Programs targeted for elimination by President Trump remain funded, at least through September, when Congress will face another budget showdown.  For example, the bill funds the Great Lakes Restoration Initiative, the Chesapeake Bay Program, and lead elimination programs. 

While EPA’s budget is generally unchanged, the bill does contain several policy riders.  It would require EPA to treat air emissions from forest biomass as carbon neutral.  EPA also would not be allowed to regulate manure and similar agricultural byproducts as wastes under the Resource Conservation and Recovery Act (RCRA), and the bill would bar EPA from requiring Clean Water Act (CWA) permits for certain agricultural practices.  The legislation also prohibits funding to regulate lead content of ammunition, ammunition components, and fishing tackle under the Toxic Substances Control Act (TSCA) or any other law.

Senate Report No. 114-281 on the pending FY 2017 budget deal and an accompanying explanatory statement also address specifically TSCA, the Integrated Risk Information System (IRIS), and nanomaterials.  The specific language is below.
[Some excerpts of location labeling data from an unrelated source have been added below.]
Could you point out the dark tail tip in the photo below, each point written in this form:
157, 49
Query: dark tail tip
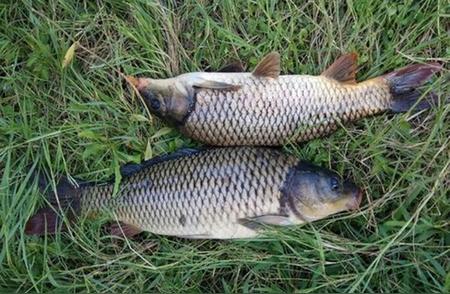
47, 220
403, 85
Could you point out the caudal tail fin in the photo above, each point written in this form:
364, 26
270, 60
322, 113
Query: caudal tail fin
65, 201
403, 85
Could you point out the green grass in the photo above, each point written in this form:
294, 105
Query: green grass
82, 121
  • Toxic Substances Control Act Modernization -- The Committee notes that legislation to modernize the Toxic Substances Control Act [TSCA] was recently approved by both the Senate and the House of Representatives. This bill includes language that will enable the EPA to collect and spend new fees to conduct additional chemical reviews, consistent with TSCA modernization legislation. Those fees are expected to be $25,000,000 per year once the program is fully implemented. The Congressional Budget Office estimates that in fiscal year 2017, fee collections will begin several months after the beginning of the fiscal year and will total $4,000,000. This bill also includes language ensuring that new fee collections will supplement, not supplant, appropriated resources for these activities.
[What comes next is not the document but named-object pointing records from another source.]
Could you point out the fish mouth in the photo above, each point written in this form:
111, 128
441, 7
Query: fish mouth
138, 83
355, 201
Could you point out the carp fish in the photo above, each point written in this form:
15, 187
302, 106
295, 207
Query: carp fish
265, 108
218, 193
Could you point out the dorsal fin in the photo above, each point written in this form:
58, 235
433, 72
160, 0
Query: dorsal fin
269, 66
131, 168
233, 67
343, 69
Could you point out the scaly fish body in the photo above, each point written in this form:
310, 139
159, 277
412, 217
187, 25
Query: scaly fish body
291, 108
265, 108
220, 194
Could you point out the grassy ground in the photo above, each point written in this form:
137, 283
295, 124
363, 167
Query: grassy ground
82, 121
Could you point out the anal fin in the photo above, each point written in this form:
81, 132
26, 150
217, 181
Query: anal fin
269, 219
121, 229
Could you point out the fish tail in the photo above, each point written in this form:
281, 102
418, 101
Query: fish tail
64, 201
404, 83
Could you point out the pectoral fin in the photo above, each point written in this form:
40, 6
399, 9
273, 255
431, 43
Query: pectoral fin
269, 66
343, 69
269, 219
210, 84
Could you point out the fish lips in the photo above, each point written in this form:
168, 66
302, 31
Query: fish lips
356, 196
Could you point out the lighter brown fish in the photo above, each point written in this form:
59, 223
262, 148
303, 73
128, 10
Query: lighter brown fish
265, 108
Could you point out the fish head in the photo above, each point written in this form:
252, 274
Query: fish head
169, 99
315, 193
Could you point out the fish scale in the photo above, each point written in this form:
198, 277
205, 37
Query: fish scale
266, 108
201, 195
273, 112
  • Integrated Risk Information System -- The Committee is aware of efforts by the Agency to implement the 2011 National Academy of Science’s [NAS] Chapter 7 and 2014 NAS report recommendations for the Integrated Risk Information System [IRIS] but remains concerned that the recommendations have not been fully implemented. In published appendices that accompany final IRIS assessments, EPA has detailed some of the Agency’s deficiencies in meeting the NAS high-priority reforms. The Committee directs the Agency to convene an interagency working group to be Co-Chaired with the Office of Information and Regulatory Affairs and to include relevant executive branch stakeholders to review compliance with the NAS recommendations in IRIS assessments issued since the 2014 NAS report. The working group shall focus specifically on transition from the use of single point estimates of hazard and exposure to presenting more complete information on the distribution of estimated hazards, exposures, and/or risks, including central tendency values; on processes for evaluating study quality, relevance, and risk of bias; the use of a transparent and reproducible weight-of-evidence process for applying scientific findings; the selection of an adverse outcome; and the use of default linear low-dose extrapolation and other default modeling approaches to hazard determinations. The Committee directs the Agency to issue a report to the Committees of Appropriations of the House and Senate on the findings of the working group and the implementation plans of its findings within 180 days of enactment of this act. The working group report shall also include a timetable for EPA’s full implementation of the NAS recommendations for all IRIS assessments issued since the 2014 NAS report.
  • Nanomaterials Research -- The Committee notes the increased capabilities that the Food and Drug Administration [FDA] has developed to study environment, health, and safety of nanomaterials [nanoEHS] within FDA’s Jefferson Laboratory Campus, including the National Center for Toxicological Research, and its consolidated headquarters at White Oak, Maryland. The FDA can and should be more involved in nanoEHS research with other agencies, particularly in activities involving human health. Out of the amounts appropriated, the [EPA} Administrator shall seek to involve the FDA in nanoEHS research to the maximum extent possible, including participation in EPA funded research.